Babam Türkiye’nin en iyi tiyatro oyuncularından biri. Armut istemese de dibine düştü. Babamın bu kadar iyi bir oyuncu olması üzerimde bir baskı oluşturdu ve korktum açıkcası. İnsanın kendine güveni gelinceye kadar, ‘Ben bu işi yaparım’ demesi gerçekten güç.
- Bir çok oyuncunun idealinde yurtdışına gitmek vardır. Sen ise Türkiye’ye geldin. Neden?
Los Angeles’daydım. Orası köpek balığı havuzu. Ülkemde şansım çok daha yüksekti. Karar aşamasında Kampüsistan’dan teklif geldi. Gerçek olan hazır bir projeye ‘evet’ dedim.
Yağmur’u da yanlış anladılar
- Cihan Ünal’ın kızı diye anılmak, seni yaralayan durumlardan mıydı?
Babam beni hep korumaya çalıştı. Türkiye’ye dönmemi bunlardan dolayı istemedi. Yağmur’un yaşadıklarını da biliyordu. Beni uzak tutup korumak istedi. Yağmur da çok yanlış anlaşıldı. Onlar da çok üzüldüler. Ama insanın yaşayacaklarını engelleyemiyorsunuz. Ben kendimi koruyacak yaşta olduğuma inandığım zaman Türkiye’ye döndüm.
-Yağmur’la aran nasıl, görüşebiliyor musunuz?
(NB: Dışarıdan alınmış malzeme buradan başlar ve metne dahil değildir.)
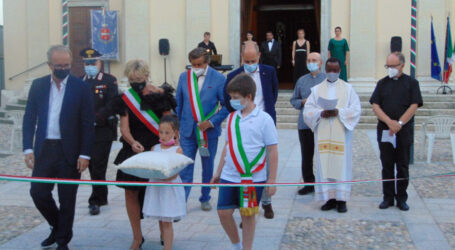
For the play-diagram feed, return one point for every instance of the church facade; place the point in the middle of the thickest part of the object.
(30, 27)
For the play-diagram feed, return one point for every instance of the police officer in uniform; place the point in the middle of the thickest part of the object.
(104, 89)
(395, 101)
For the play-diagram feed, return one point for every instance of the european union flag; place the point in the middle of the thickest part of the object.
(435, 65)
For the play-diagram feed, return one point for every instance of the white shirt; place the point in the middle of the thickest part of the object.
(259, 97)
(270, 44)
(55, 107)
(258, 130)
(53, 115)
(201, 79)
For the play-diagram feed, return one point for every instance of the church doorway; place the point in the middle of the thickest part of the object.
(283, 18)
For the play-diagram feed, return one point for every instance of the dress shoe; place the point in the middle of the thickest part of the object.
(329, 205)
(341, 207)
(306, 190)
(268, 211)
(62, 247)
(94, 209)
(385, 204)
(205, 206)
(402, 206)
(50, 241)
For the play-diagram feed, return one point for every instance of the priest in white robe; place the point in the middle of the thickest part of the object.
(332, 111)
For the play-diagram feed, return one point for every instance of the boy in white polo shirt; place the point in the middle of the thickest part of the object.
(252, 142)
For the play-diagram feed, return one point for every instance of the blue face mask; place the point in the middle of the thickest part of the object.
(333, 77)
(91, 70)
(251, 67)
(312, 67)
(235, 104)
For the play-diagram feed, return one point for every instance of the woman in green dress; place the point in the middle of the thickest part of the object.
(339, 48)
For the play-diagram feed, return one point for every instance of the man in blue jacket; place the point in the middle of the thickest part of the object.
(201, 110)
(266, 95)
(59, 118)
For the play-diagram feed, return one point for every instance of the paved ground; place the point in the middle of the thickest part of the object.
(298, 223)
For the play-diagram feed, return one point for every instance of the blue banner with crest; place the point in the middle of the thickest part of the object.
(105, 33)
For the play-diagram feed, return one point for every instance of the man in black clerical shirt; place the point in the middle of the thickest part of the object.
(395, 101)
(207, 44)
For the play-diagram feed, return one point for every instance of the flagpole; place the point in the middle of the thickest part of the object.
(413, 62)
(65, 19)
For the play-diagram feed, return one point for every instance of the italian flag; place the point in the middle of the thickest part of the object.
(449, 56)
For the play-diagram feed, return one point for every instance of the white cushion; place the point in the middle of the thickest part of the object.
(155, 165)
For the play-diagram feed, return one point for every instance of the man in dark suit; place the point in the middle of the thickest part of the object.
(104, 89)
(208, 45)
(59, 117)
(271, 51)
(266, 95)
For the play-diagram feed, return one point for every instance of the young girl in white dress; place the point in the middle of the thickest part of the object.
(167, 204)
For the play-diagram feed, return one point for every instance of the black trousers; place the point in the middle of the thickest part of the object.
(97, 168)
(52, 163)
(399, 157)
(306, 138)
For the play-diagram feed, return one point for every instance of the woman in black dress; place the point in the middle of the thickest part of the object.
(300, 51)
(137, 137)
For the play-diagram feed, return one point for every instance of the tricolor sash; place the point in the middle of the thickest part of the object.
(248, 196)
(147, 117)
(196, 108)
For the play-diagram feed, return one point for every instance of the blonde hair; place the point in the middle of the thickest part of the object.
(137, 67)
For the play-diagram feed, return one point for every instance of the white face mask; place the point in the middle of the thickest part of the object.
(392, 72)
(198, 71)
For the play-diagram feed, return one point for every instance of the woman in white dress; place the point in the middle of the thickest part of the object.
(167, 204)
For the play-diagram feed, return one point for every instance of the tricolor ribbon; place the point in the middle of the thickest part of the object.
(172, 184)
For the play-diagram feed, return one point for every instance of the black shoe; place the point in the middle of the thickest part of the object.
(329, 205)
(306, 190)
(62, 247)
(341, 207)
(50, 241)
(385, 204)
(268, 211)
(402, 205)
(94, 209)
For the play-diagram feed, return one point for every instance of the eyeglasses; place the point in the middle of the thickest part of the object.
(61, 66)
(391, 66)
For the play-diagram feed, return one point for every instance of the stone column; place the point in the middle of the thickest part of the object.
(363, 41)
(234, 32)
(136, 33)
(197, 22)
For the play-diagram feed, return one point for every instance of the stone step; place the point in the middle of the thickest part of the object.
(363, 119)
(372, 126)
(286, 96)
(367, 105)
(369, 112)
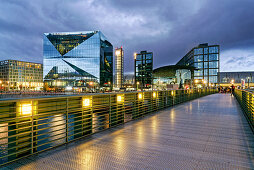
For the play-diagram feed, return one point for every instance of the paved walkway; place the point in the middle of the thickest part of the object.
(207, 133)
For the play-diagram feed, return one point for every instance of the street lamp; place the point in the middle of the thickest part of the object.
(135, 55)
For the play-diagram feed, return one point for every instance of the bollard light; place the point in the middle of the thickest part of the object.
(140, 96)
(172, 93)
(86, 102)
(26, 109)
(154, 95)
(119, 98)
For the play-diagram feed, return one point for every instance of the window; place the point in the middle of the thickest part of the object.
(205, 64)
(213, 49)
(198, 73)
(198, 51)
(213, 57)
(206, 72)
(198, 65)
(213, 72)
(212, 79)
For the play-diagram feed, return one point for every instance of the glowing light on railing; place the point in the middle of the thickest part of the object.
(26, 109)
(119, 98)
(154, 95)
(172, 93)
(140, 96)
(86, 102)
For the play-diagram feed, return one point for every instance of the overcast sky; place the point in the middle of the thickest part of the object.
(168, 28)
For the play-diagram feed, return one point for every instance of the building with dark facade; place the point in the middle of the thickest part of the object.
(173, 77)
(143, 69)
(20, 76)
(78, 60)
(226, 78)
(205, 58)
(119, 67)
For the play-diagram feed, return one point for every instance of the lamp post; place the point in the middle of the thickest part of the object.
(137, 85)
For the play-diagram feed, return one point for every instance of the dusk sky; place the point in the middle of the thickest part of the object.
(168, 28)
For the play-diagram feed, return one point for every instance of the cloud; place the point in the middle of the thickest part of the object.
(237, 60)
(167, 28)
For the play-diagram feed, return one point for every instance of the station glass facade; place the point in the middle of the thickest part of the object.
(77, 59)
(237, 77)
(205, 58)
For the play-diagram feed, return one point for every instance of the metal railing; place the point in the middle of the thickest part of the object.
(246, 100)
(29, 126)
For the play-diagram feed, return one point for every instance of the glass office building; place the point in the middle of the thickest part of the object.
(79, 60)
(236, 77)
(119, 67)
(144, 69)
(205, 58)
(173, 77)
(20, 76)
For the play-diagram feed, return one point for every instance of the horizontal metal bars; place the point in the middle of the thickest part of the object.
(29, 126)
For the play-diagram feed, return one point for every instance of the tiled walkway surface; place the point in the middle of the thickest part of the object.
(207, 133)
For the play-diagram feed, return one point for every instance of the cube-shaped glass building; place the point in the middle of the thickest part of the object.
(77, 60)
(205, 58)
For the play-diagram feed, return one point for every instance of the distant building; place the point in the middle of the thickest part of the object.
(205, 58)
(20, 75)
(227, 78)
(77, 60)
(143, 69)
(173, 77)
(129, 81)
(119, 67)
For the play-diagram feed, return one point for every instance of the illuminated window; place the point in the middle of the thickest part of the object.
(86, 102)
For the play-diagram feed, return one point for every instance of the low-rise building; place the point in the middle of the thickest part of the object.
(20, 76)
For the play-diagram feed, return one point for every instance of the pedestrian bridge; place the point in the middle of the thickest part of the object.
(210, 132)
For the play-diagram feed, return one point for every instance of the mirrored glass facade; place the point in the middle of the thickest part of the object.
(144, 69)
(77, 59)
(20, 76)
(205, 58)
(237, 77)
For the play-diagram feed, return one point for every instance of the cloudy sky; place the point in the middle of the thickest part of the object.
(169, 28)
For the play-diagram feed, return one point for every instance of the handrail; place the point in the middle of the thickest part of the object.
(33, 125)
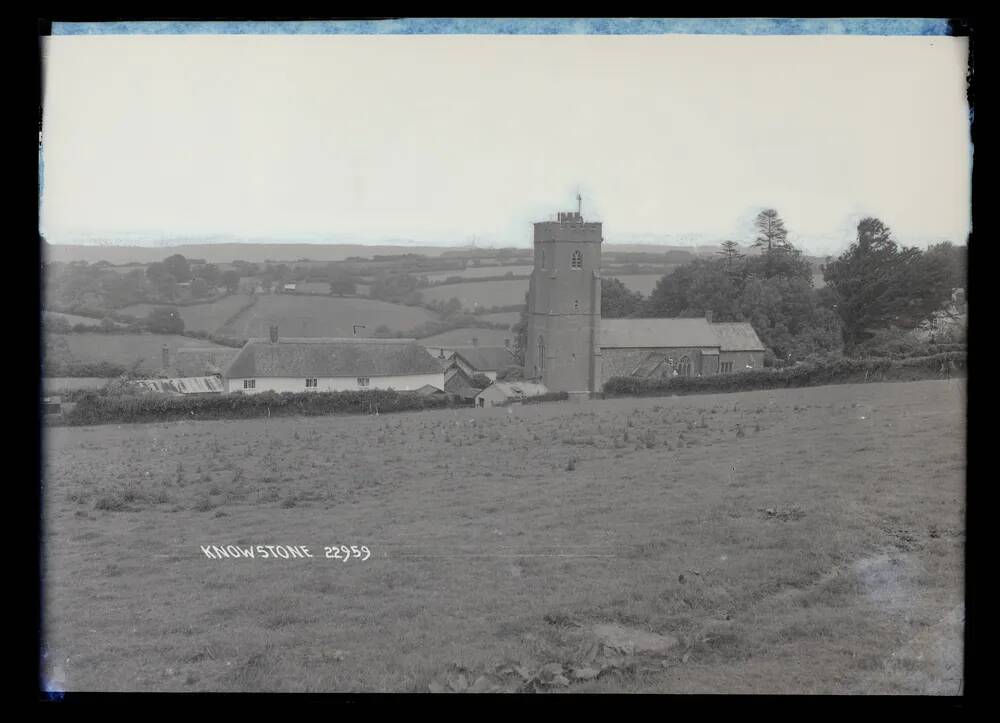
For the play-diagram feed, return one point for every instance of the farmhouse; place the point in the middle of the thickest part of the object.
(506, 392)
(571, 348)
(331, 365)
(445, 344)
(487, 361)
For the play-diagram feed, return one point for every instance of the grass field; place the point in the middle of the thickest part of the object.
(643, 283)
(121, 349)
(199, 317)
(795, 541)
(480, 293)
(477, 272)
(317, 316)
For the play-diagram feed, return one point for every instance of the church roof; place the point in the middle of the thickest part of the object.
(737, 336)
(642, 333)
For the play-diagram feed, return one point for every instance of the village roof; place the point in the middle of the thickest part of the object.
(643, 333)
(183, 385)
(190, 361)
(457, 338)
(349, 357)
(487, 359)
(737, 336)
(517, 390)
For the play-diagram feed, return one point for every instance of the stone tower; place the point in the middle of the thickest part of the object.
(564, 305)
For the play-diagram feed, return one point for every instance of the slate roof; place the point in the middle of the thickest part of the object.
(350, 357)
(517, 390)
(738, 336)
(699, 332)
(642, 333)
(458, 338)
(186, 385)
(487, 359)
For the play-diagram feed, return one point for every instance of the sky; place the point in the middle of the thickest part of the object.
(449, 139)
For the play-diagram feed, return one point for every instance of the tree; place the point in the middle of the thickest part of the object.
(199, 288)
(730, 253)
(877, 284)
(231, 280)
(164, 320)
(617, 300)
(178, 267)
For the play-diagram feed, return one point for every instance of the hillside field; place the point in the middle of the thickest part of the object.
(793, 541)
(122, 349)
(199, 317)
(480, 293)
(319, 316)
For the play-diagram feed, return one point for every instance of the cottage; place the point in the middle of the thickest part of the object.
(501, 393)
(331, 365)
(187, 386)
(487, 361)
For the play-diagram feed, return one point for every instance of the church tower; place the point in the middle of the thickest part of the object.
(564, 305)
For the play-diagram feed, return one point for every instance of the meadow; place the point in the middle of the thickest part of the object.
(476, 272)
(792, 541)
(199, 317)
(317, 316)
(144, 350)
(476, 294)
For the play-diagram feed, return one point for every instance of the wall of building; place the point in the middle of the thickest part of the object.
(564, 306)
(622, 362)
(337, 384)
(740, 359)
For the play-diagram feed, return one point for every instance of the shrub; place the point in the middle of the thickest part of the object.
(93, 408)
(842, 371)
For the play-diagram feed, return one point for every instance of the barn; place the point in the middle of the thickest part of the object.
(331, 365)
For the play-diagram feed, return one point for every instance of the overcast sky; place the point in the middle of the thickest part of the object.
(439, 139)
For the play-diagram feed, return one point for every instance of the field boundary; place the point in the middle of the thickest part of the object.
(845, 371)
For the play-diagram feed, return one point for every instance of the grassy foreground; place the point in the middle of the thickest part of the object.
(786, 541)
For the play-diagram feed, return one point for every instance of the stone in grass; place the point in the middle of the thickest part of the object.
(630, 640)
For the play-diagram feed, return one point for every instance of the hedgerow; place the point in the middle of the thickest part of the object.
(94, 408)
(842, 371)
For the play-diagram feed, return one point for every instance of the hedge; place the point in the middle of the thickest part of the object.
(93, 408)
(844, 371)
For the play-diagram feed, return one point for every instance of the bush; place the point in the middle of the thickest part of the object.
(842, 371)
(93, 408)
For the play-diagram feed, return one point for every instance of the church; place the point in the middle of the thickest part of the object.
(570, 348)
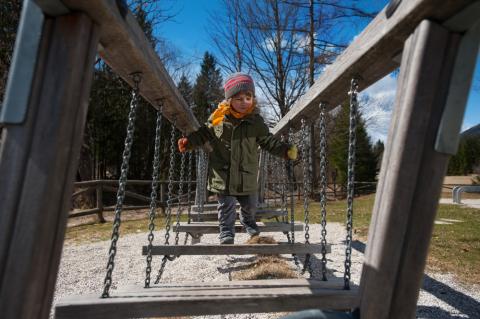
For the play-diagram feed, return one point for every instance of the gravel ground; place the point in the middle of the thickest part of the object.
(82, 271)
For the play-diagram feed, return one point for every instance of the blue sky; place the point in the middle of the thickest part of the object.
(188, 32)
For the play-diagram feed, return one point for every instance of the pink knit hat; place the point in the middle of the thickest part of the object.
(238, 82)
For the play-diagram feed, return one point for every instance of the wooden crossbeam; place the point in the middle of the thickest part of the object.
(261, 213)
(240, 249)
(213, 207)
(126, 49)
(212, 228)
(211, 299)
(371, 56)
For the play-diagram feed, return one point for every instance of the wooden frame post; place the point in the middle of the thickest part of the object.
(410, 179)
(38, 161)
(261, 182)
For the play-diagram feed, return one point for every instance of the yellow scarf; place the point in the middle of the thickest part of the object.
(224, 108)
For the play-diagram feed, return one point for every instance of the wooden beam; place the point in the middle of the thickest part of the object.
(189, 299)
(237, 249)
(126, 49)
(38, 162)
(260, 214)
(410, 179)
(369, 57)
(212, 228)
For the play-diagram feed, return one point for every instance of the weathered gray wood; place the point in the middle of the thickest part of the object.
(209, 207)
(370, 56)
(82, 191)
(38, 162)
(260, 214)
(209, 299)
(85, 212)
(212, 228)
(126, 49)
(237, 249)
(410, 179)
(99, 193)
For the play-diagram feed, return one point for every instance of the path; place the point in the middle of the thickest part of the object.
(474, 203)
(82, 271)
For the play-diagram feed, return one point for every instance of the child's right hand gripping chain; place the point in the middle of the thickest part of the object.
(292, 152)
(182, 144)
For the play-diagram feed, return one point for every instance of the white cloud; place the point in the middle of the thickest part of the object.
(376, 105)
(466, 126)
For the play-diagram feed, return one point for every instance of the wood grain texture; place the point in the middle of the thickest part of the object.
(39, 159)
(210, 299)
(126, 49)
(369, 57)
(410, 179)
(212, 228)
(237, 249)
(261, 213)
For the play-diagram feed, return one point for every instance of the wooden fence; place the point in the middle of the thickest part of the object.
(101, 186)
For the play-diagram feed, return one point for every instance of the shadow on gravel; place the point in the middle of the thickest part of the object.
(462, 302)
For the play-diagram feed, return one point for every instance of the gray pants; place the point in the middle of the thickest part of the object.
(227, 214)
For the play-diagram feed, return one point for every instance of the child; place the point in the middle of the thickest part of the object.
(235, 130)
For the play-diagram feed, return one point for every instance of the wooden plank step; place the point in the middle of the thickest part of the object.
(261, 213)
(190, 299)
(237, 249)
(213, 207)
(212, 227)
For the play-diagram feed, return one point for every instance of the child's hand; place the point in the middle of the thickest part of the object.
(182, 144)
(292, 152)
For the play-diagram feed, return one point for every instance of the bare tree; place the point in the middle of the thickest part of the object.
(274, 50)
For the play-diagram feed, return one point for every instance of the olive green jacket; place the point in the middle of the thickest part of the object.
(233, 164)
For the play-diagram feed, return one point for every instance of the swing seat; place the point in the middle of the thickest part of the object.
(212, 227)
(260, 214)
(240, 249)
(213, 207)
(188, 299)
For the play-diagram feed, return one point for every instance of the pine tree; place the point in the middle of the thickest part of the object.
(377, 150)
(207, 91)
(365, 164)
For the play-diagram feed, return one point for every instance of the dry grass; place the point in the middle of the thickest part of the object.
(265, 266)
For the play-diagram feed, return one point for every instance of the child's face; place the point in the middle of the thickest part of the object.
(242, 101)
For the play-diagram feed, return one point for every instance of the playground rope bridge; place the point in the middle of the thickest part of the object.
(435, 44)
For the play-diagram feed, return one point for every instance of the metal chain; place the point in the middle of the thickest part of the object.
(180, 194)
(121, 185)
(323, 189)
(289, 173)
(265, 177)
(153, 197)
(291, 189)
(189, 189)
(351, 177)
(168, 220)
(201, 182)
(305, 138)
(283, 188)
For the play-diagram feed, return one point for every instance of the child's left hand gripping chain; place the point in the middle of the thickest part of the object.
(182, 144)
(292, 152)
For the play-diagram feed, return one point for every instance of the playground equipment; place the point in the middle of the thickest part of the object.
(44, 114)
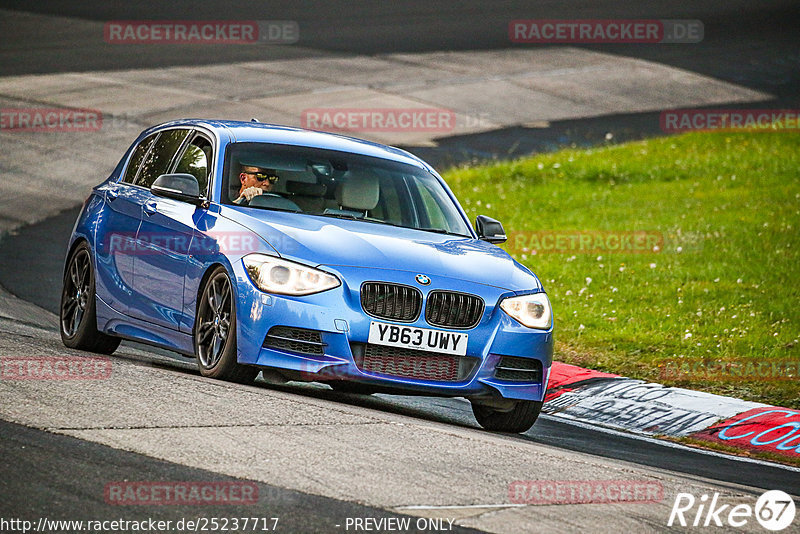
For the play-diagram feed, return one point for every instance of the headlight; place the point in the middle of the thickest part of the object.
(531, 310)
(275, 275)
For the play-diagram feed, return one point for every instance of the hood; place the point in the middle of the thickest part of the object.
(318, 240)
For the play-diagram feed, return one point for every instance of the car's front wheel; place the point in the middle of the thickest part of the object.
(78, 310)
(518, 419)
(215, 332)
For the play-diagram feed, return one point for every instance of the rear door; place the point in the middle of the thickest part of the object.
(168, 227)
(115, 245)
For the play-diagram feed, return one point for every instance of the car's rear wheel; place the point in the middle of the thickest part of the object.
(215, 332)
(518, 419)
(78, 310)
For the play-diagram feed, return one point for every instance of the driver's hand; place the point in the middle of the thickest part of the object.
(251, 192)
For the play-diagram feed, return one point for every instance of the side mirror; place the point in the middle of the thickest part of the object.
(183, 187)
(490, 230)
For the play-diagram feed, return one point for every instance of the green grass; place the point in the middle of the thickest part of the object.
(723, 287)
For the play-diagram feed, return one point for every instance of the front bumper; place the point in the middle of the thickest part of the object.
(343, 329)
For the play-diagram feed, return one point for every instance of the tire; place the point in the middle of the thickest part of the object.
(519, 419)
(215, 332)
(78, 308)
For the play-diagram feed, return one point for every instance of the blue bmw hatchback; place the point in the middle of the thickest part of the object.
(308, 256)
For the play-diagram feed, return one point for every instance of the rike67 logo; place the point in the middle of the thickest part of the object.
(774, 510)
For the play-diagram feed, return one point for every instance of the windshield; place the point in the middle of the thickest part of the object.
(328, 183)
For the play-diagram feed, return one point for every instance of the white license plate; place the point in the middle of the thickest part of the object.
(411, 337)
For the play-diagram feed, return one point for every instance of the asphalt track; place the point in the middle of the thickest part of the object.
(752, 44)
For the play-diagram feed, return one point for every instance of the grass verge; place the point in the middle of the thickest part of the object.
(706, 292)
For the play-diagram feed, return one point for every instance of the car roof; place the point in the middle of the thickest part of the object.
(259, 132)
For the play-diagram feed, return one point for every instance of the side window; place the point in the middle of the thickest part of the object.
(136, 158)
(196, 160)
(436, 219)
(157, 161)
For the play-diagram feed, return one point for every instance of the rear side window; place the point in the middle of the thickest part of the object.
(196, 160)
(136, 159)
(160, 156)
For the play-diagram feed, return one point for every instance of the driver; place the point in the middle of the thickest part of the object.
(254, 181)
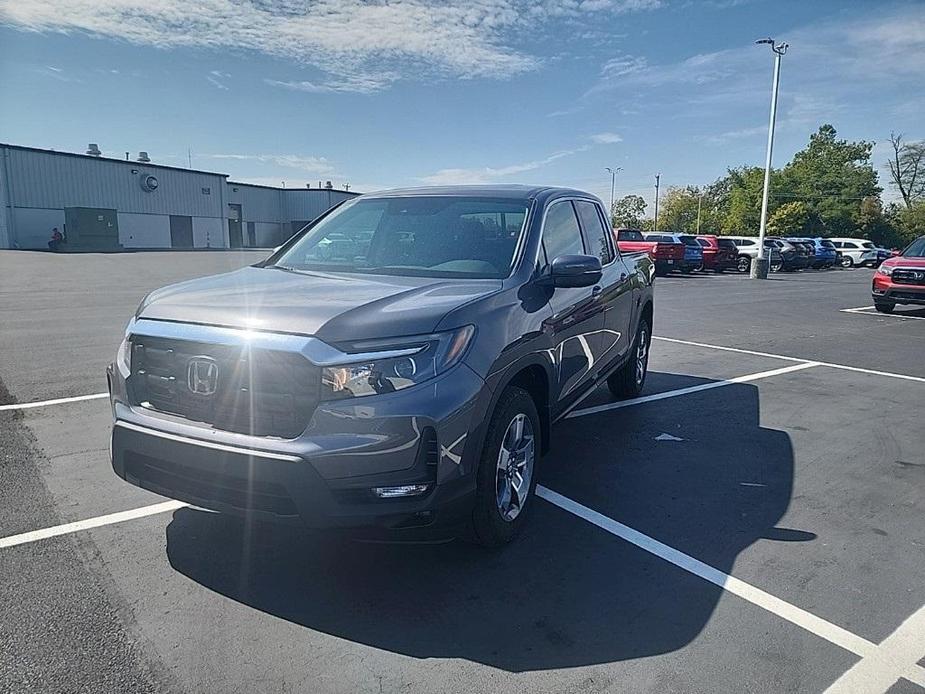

Görüşüyoruz ama çok fazla değil. Ama kardeşimle çok güzel bir ilişkim var. Ne zaman istersem biliyorum ki, en yakınımdaki insan ve dertleşebilirim. Bu çok güzel bir duygu. Ama ikimizin de çevreleri çok farklı. Onun varlığını bilmek bile beni mutlu ediyor.